Le 11 novembre 1918, Jeanne Françoise fut l’une des premières à annoncer la signature de l’armistice. Pas toute jeune, cette Jeanne Françoise : elle avait été baptisée en 1821, sous Louis XVIII. Elle avait donc 97 ans. Jeanne Françoise vivait à Rethondes, dans l’Oise. Elle fut ainsi aux premières loges, ou presque, pour assister, du haut de chez elle, à cet événement qui mettait fin à la Grande Guerre.
Jeanne Françoise était l’une des deux cloches de l’église de Rethondes (on ne se souvient pas du nom de sa collègue de clocher). Car on donne un nom aux cloches. L’usage antique est même de les baptiser. Elles reçoivent parrain et marraine et la cérémonie est inscrite dans les registres paroissiaux. C’est peut-être, du reste, parce qu’elles ont une âme ! Les cloches font entendre, par-delà les âges, celle de la France. Ces deux cloches de Rethondes sonnèrent tant et plus, en ce jour historique, qu’elles rendirent non pas l’âme, mais leur voix, raconte un témoin de l’époque.
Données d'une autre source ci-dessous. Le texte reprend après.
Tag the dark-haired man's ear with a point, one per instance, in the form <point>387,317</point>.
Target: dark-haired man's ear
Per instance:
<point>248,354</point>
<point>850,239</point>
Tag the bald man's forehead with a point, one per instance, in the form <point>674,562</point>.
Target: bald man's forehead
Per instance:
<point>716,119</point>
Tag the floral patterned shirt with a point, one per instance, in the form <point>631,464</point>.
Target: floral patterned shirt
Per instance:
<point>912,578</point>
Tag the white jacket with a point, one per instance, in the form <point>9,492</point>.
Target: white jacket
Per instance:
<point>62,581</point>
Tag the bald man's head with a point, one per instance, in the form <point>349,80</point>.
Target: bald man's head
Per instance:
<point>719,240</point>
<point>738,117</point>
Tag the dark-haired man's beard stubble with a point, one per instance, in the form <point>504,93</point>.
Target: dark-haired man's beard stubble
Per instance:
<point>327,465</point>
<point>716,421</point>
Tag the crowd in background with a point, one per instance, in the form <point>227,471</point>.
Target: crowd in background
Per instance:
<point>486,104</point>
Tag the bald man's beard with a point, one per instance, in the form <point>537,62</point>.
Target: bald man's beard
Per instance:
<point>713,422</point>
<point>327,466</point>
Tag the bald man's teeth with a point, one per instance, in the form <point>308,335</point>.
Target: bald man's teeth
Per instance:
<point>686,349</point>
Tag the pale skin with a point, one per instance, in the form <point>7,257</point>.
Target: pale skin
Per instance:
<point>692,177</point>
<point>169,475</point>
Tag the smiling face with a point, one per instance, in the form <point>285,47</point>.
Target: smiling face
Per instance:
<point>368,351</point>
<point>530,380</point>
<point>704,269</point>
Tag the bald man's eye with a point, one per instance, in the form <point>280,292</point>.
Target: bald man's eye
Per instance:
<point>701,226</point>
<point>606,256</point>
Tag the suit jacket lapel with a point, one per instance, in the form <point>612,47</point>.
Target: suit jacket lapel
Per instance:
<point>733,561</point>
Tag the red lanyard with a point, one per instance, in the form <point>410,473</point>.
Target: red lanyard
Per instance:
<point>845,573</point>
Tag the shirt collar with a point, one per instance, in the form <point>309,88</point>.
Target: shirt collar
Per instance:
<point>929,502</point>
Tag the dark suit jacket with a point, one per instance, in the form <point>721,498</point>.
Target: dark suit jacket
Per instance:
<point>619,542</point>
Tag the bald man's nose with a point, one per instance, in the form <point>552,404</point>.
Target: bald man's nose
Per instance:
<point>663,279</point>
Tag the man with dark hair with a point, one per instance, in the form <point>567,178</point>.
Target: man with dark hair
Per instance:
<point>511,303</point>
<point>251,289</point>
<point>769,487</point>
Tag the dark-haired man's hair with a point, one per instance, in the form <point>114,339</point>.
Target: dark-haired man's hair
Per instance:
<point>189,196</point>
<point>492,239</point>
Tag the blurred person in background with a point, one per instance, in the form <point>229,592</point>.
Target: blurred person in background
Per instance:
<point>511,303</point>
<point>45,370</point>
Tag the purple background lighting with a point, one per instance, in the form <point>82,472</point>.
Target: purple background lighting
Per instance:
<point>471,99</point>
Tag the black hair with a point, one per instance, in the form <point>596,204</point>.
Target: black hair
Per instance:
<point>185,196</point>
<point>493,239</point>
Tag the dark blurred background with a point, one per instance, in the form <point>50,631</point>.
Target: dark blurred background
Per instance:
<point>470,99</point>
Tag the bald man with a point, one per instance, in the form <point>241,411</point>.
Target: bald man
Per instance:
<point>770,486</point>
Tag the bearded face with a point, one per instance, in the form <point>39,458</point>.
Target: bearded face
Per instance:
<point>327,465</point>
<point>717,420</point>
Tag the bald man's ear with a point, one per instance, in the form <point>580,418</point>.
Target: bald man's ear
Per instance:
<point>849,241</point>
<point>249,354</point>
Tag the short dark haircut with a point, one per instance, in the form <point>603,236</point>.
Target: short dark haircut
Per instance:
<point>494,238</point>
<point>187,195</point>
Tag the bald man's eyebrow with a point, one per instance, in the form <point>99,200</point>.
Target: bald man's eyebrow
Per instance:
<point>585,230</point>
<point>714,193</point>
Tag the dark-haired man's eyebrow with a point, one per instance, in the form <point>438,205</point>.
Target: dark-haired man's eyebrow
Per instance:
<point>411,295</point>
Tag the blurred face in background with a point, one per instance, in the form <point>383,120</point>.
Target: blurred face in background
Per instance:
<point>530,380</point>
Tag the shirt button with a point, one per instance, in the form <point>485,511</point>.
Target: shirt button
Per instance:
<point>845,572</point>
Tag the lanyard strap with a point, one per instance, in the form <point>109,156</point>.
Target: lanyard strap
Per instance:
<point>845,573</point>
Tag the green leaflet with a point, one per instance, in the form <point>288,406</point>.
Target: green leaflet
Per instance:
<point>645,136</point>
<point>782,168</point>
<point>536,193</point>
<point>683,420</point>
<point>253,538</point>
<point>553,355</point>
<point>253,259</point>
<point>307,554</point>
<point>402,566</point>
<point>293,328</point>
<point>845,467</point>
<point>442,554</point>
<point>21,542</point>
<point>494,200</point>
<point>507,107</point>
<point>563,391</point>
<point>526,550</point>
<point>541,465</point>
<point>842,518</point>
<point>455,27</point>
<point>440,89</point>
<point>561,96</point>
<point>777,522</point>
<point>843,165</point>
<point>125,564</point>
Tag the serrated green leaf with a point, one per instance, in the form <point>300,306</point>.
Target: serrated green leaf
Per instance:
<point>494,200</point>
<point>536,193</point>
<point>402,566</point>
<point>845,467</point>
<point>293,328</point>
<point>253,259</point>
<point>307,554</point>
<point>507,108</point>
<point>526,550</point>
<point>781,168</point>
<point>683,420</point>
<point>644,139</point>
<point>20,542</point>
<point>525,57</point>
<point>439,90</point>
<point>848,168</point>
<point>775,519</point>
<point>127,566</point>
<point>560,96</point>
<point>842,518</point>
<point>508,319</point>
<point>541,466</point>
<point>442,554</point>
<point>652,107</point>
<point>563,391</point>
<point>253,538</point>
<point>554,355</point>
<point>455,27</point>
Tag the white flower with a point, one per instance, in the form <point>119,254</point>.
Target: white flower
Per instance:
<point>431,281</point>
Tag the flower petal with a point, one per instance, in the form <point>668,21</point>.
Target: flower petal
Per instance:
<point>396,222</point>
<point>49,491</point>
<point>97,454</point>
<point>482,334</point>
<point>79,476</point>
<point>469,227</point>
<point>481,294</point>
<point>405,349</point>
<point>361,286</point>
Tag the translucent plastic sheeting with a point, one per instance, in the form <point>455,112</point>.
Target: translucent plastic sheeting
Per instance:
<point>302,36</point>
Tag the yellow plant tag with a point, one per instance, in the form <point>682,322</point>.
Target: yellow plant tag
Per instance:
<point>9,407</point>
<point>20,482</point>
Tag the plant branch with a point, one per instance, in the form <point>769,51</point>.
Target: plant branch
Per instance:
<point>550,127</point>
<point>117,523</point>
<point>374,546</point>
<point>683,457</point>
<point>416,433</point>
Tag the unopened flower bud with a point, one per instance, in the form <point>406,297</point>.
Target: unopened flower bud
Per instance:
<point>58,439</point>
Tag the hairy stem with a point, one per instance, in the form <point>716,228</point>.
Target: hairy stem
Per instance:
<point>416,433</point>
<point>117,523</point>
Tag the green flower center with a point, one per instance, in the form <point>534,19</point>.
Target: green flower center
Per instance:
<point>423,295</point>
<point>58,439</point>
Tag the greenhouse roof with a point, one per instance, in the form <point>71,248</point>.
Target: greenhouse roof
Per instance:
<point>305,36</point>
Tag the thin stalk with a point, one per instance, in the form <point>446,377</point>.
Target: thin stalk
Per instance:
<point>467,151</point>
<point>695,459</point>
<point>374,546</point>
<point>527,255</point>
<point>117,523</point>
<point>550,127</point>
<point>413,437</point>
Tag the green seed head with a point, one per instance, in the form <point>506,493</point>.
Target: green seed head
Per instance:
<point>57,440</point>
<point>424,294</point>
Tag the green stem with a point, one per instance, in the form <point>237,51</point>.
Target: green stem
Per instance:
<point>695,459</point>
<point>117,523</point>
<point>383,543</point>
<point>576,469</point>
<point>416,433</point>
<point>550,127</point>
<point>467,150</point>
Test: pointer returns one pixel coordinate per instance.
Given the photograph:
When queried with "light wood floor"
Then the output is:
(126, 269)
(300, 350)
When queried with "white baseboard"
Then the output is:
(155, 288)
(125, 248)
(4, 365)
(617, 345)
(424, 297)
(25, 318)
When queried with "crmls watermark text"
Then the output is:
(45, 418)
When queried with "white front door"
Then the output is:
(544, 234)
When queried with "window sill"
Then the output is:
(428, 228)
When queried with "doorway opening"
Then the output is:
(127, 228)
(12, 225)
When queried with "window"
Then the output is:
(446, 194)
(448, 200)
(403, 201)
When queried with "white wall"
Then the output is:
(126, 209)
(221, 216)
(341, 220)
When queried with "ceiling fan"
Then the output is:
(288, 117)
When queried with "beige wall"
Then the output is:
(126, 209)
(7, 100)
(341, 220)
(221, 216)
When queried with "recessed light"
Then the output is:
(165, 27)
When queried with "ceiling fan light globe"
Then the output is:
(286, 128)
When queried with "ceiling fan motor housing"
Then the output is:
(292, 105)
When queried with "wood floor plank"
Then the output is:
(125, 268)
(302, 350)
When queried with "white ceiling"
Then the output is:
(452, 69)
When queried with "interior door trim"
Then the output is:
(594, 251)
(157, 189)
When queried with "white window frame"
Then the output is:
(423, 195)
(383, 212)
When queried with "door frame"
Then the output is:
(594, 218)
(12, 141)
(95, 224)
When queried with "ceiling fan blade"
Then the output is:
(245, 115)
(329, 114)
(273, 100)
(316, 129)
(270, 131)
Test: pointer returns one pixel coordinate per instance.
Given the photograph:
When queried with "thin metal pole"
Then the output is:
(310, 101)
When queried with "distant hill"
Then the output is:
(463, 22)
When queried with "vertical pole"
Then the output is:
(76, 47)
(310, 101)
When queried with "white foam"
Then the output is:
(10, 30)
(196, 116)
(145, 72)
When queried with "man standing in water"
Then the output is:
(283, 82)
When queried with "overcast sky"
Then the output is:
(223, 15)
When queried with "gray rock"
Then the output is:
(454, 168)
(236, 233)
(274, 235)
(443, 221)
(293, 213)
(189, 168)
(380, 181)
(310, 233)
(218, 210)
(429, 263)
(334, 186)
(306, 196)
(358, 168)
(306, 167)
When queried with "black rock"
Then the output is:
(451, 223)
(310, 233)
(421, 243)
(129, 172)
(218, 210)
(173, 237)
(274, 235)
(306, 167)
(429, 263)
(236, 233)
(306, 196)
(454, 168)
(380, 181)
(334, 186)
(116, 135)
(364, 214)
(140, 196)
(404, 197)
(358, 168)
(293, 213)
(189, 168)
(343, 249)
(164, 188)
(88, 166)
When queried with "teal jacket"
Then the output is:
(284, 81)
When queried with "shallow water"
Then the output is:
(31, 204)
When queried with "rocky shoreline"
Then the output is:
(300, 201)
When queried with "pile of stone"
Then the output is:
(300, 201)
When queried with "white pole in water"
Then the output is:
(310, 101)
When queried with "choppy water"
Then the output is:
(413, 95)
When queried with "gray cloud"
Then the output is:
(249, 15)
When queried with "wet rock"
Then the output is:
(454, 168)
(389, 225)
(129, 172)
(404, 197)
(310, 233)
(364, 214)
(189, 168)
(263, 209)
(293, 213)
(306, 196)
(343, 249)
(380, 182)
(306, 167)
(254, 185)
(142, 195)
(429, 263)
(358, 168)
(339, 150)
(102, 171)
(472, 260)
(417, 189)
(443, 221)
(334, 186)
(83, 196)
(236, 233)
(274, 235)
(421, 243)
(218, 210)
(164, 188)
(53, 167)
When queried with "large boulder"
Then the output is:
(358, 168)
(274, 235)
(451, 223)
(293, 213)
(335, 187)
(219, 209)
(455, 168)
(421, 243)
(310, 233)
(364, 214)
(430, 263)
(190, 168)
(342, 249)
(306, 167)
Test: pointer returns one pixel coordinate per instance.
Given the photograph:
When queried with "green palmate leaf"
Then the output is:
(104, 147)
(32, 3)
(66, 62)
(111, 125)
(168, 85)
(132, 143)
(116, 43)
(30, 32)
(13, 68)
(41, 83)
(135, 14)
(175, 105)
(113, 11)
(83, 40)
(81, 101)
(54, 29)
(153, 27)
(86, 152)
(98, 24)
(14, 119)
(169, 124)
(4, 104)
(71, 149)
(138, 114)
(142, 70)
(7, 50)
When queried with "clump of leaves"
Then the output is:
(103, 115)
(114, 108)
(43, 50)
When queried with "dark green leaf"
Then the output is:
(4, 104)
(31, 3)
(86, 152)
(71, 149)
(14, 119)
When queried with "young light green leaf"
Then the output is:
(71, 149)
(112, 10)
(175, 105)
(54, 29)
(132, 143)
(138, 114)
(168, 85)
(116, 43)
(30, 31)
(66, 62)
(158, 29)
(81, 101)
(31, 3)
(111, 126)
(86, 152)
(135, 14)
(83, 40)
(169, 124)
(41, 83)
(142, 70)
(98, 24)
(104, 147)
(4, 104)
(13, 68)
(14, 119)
Ce même 11 novembre 1918, Jules Pams (1852-1930), ministre de l’Intérieur, télégraphiait aux préfets : « Pavoisez immédiatement. Faites illuminer ce soir les édifices publics, faites donner de suite les cloches à pleine volée et prenez toute disposition avec les autorités militaires pour que des salves soient tirées afin de porter à la connaissance des populations la signature de l’armistice. » Les cloches allèrent-elles plus vite que le télégraphe pour propager la nouvelle de village en ville, de modeste campanile roman en imposant clocher gothique – l’histoire ne le dit pas –, mais la grande Histoire a retenu que, ce jour-là, toutes les cloches de France sonnèrent à la volée.
En ce 11 novembre 2018, les cloches sonneront-elles le plénum dans toutes les communes de France ? Le 11 septembre dernier, Jean-Jacques Ferrara, député LR de Corse, suggérait cette idée dans une question écrite adressée au ministre de l’Intérieur. À ce jour, il ne semble pas avoir reçu de réponse officielle. Il est vrai que, ces derniers temps, on avait d’autres soucis, place Beauvau ! Cependant, à l’approche de l’échéance, on lit ici et là, notamment dans la presse quotidienne régionale, que de nombreux maires se préparent à faire sonner les cloches des églises de leur commune. La préfecture d’Indre-et-Loire vient même de demander aux maires de le faire. La préfète précise, d’ailleurs, que l’archevêque de Tours a donné son accord. Accord, au passage, qui n’est pas nécessaire ! En effet, précisons, y compris pour les grincheux d’une laïcité pointilleuse qui pourraient s’offusquer que l’on associe les cloches des églises à cette occasion, que la loi de 1905, décidément pas si mal faite dans une France alors majoritairement catholique, avait tout prévu. Elle stipule ainsi, dans l’un de ses articles, que si les cloches sont affectées « principalement au service du culte », elles peuvent être utilisées pour un « événement majeur ». Si le centenaire de l’armistice de 1918 n’est pas un « événement majeur » ! Ajoutons, pour l’anecdote, que la loi va même jusqu’à préciser qu’« une clef du clocher doit être déposée entre les mains du président ou directeur de l’association cultuelle, une autre entre les mains du maire ».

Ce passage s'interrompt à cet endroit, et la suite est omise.